By ELISABETH BUMILLER
Lost in all the white ties and tails, cavalry parades and antiwar protests of President Bush's trip to London last week was a reticent multimillionaire American racehorse breeder, William S. Farish. His day job is the United States ambassador to Britain, and his credentials include very close ties to the Bush family.
How close? Well, not only did Mr. Farish manage the elder George Bush's blind trusts when he became vice president, but he gave him his springer spaniel, Millie, and Mr. Farish later had her mated at his lush Kentucky horse farm. Among the puppies was Spot, the 13-year-old dog of the current President Bush.
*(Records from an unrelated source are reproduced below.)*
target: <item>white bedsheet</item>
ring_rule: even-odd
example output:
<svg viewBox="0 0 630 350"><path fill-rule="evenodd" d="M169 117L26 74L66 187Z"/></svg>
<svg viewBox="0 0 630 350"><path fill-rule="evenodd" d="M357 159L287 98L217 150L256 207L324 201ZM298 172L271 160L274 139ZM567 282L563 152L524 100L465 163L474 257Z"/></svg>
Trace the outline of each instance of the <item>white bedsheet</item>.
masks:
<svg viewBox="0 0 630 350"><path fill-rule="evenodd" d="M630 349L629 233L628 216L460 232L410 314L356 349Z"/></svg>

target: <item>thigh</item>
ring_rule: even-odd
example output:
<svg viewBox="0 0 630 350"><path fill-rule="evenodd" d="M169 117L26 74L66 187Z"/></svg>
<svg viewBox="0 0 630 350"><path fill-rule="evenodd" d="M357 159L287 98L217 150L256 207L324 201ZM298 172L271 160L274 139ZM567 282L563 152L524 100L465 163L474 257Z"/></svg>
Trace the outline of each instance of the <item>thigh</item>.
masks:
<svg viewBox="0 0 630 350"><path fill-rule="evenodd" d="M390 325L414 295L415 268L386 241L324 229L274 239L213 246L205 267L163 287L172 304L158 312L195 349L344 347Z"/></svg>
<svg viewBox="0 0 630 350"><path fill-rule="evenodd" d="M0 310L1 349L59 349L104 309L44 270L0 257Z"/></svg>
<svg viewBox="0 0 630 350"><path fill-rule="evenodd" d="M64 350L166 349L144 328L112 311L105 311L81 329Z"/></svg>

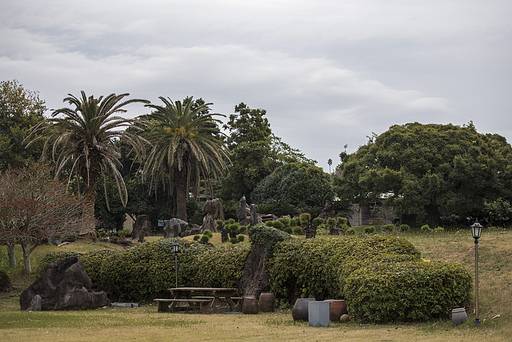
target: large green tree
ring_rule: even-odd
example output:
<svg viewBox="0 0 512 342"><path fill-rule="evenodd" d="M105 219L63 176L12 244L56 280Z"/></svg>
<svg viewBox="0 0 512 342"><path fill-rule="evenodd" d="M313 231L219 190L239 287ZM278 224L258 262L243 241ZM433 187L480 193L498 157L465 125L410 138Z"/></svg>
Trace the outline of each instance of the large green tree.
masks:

How close? Well, for decades the elder Mr. Bush has relaxed at Mr. Farish's fabulous houses. Bush père has fished at Mr. Farish's oceanfront home in Gulf Stream, Fla., shot quail at Mr. Farish's 10,000-acre Lazy F Ranch in Beeville, Tex., and been feted at a fund-raiser at Mr. Farish's Lane's End Farm in Versailles, Ky. Queen Elizabeth has visited the farm, too, where she watched Mr. Farish play polo.
All of which means that Mr. Farish would have been the perfect ambassador to handle the pomp of the Court of St. James had not the terrorist attacks of Sept. 11, 2001, intervened. That, in any case, is the widespread view of British commentators and reporters, who would like the man they call the quiet American to speak up.
Their view is that now more than ever, when the relationship between the American president and Prime Minister Tony Blair is so crucial, and when anti-Americanism is rife in Europe, the White House needs a strong voice in London. But they say that Mr. Farish, whom American Embassy officials readily describe as "very private," has been largely invisible.
"The Bush administration, so often abrasive in tone, and so sharply different from its predecessor, could do with explanation abroad," wrote Bronwen Maddox, the foreign editor of The Times of London, in a column before Mr. Bush's visit to Britain. "For an ambassador to abandon that attempt is to accept the caricature often given."